Dhāraṇā de alguma forma é aquilo que todos já perceberam na mente em algum nível, quando tentamos passar um fio pelo buraco de uma agulha, quando miramos uma bola de papel em um lixo distante para encestar, também quando determinados pintamos algo tentando não manchar o que está do lado, ou ainda quando mantemos uma atenção direcionada para entender uma leitura ou explicação. Dhāraṇā é a concentração, que no yoga é treinada de uma forma bem estruturada e escolhida. A prática já começa a ser desenvolvida junto as posturas, onde mantemos uma atenção direcionada ao corpo, a respiração ou a algum elemento específico nos āsanas. Ela se sutiliza mais nos prāṇāyāmas, aprofundando-se. E pode haver um momento ainda mais sensível para praticar apenas o direcionamento da atenção, em algum objeto, técnica ou verso elegido. O ato de concentrar-se é capaz de remover resíduos mentais negativos, que são como lixos acumulados dentro da gente, num lugar invisível, cargas emocionais ou intelectuais nocivas. Ao longo do dia, devido ao nossos enganos naturais, maus hábitos e etc, a esfera mais superficial da mente, esta responsável pela atenção, aqui chamada de intelecto, acumula padrões maléficos. Esses padrões tendem a se repetir gerando mais e mais experiências de distrações e sujeiras acumuladas. Quando treinamos a atenção, começamos a limpar esses resíduos aglomerados e a desenvolver o intelecto em melhor direção. Por isso dhāraṇā purifica a esfera mental da atenção.

A meditação já é algo mais profundo, no yoga, ela prevê o relacionamento sensível com algo que nos nutrirá positivamente, favorecendo nosso caminho de autoconhecimento amplamente. Nossa mente, normalmente acaba sendo senhora das nossas ações, a partir de inconsciência.
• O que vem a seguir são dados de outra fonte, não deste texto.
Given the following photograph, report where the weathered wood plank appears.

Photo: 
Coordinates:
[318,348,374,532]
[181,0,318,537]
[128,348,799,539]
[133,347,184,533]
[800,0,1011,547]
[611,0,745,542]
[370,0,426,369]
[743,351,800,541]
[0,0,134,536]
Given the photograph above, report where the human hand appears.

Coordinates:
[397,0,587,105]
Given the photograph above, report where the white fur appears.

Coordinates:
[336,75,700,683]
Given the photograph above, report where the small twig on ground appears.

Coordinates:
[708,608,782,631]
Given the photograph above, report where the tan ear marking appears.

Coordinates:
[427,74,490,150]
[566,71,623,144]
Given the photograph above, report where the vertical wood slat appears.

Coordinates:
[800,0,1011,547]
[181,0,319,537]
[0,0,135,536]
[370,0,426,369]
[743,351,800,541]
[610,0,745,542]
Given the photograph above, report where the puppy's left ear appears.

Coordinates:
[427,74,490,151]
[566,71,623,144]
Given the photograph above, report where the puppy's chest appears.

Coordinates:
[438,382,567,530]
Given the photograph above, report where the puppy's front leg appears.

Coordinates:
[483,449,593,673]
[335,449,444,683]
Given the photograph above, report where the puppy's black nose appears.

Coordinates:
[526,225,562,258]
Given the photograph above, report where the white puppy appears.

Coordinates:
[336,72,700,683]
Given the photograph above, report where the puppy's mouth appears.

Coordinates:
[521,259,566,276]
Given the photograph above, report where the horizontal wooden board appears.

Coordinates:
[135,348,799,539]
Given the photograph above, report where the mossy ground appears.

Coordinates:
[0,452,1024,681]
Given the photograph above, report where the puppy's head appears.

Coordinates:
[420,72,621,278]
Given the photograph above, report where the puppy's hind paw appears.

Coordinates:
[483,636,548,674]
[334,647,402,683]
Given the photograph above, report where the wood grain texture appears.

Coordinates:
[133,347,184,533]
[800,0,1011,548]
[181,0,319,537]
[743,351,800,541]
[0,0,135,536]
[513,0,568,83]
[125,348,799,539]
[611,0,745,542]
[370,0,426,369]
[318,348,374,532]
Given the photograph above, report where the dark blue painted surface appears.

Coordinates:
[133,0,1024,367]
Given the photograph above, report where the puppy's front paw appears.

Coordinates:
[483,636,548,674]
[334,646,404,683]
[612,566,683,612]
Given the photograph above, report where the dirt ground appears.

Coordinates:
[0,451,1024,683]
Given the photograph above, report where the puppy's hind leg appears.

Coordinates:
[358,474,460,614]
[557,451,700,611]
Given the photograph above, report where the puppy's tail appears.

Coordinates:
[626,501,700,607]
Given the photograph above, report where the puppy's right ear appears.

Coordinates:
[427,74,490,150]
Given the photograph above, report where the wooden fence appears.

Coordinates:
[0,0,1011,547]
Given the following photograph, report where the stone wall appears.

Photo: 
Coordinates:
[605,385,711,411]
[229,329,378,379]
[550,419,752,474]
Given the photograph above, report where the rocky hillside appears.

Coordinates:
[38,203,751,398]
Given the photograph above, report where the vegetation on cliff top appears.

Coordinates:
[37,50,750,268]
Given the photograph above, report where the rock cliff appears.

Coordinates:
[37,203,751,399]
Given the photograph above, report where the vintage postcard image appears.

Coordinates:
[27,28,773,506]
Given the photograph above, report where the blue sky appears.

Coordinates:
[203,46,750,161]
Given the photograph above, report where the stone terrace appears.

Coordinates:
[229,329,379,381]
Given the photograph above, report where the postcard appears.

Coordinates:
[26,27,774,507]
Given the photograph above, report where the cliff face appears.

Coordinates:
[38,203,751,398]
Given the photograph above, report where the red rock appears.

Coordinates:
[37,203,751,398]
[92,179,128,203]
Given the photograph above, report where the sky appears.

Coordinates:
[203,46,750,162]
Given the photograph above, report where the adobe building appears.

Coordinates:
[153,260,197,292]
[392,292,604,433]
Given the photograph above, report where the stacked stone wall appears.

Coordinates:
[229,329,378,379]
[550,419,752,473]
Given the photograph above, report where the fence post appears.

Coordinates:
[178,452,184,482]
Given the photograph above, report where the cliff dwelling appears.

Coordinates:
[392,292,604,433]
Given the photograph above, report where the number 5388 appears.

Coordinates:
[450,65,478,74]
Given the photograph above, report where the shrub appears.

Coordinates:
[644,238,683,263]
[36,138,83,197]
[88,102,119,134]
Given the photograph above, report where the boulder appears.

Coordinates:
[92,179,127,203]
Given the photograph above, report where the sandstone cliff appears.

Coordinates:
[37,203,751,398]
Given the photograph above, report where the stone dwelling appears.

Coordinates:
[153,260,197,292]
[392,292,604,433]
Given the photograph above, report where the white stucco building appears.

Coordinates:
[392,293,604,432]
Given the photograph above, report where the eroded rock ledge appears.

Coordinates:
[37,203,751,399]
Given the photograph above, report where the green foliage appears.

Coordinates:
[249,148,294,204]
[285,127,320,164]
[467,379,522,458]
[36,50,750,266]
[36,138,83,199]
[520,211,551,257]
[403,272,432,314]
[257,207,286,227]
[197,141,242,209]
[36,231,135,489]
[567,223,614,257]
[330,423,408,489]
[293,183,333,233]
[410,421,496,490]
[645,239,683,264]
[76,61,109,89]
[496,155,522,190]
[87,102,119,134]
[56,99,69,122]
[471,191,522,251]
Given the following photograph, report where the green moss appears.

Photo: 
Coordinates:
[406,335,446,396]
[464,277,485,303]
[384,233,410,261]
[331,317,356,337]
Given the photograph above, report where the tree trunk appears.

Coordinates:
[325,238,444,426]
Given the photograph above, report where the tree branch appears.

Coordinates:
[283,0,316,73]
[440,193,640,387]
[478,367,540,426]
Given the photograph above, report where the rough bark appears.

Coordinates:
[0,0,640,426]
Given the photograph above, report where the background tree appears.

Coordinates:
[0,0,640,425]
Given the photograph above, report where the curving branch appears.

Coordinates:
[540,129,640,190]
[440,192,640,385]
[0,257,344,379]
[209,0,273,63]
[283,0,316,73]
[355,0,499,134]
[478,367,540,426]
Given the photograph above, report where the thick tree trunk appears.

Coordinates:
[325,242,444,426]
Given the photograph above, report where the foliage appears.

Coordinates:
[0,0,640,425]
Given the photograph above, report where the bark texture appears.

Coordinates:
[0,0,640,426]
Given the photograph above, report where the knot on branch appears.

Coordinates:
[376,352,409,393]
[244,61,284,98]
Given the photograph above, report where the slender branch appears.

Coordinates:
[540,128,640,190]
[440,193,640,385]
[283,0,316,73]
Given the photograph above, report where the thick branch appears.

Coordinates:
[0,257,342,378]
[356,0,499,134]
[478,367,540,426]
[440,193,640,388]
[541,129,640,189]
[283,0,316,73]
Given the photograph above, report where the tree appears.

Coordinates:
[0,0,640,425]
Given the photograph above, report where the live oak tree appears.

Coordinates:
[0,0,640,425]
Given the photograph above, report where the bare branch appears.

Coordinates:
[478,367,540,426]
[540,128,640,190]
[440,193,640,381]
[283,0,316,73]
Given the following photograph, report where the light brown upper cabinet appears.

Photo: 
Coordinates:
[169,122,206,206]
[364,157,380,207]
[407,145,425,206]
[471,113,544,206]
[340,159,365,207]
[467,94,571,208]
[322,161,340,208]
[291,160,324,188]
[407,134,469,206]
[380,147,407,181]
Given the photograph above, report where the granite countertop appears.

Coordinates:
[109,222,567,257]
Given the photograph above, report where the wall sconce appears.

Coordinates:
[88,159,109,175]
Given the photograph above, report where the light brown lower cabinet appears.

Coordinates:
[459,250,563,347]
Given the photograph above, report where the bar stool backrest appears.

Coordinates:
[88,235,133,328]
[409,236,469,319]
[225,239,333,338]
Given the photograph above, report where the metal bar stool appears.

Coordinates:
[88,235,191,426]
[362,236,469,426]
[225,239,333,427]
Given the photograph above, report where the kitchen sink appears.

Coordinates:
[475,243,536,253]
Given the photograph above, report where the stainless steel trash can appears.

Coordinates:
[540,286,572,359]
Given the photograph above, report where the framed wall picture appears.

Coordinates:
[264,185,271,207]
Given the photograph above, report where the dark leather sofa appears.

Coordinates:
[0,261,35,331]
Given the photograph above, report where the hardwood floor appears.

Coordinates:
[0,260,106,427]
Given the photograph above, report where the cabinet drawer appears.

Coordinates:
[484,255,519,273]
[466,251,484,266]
Ela está permeada de escuridão e assim agimos por parte de nossos enganos, medos, reações negativas e por aí vai. Quando meditamos buscamos compreensão, sabedoria, maturidade. Procuramos iluminar a nossa mente para que ela sirva de ferramenta à consciência. Quando meditamos então tornamo-nos mais lúcidos de nossos obstáculos internos, assim podendo reduzi-los. E fortalecemos a luz da sabedoria para que nossas ações sejam mais conscientes e benéficas. Dessa maneira purificamos nossa mente.

Esse verso fala sobre a prática formal do yoga e descreve sucintamente seus benefícios.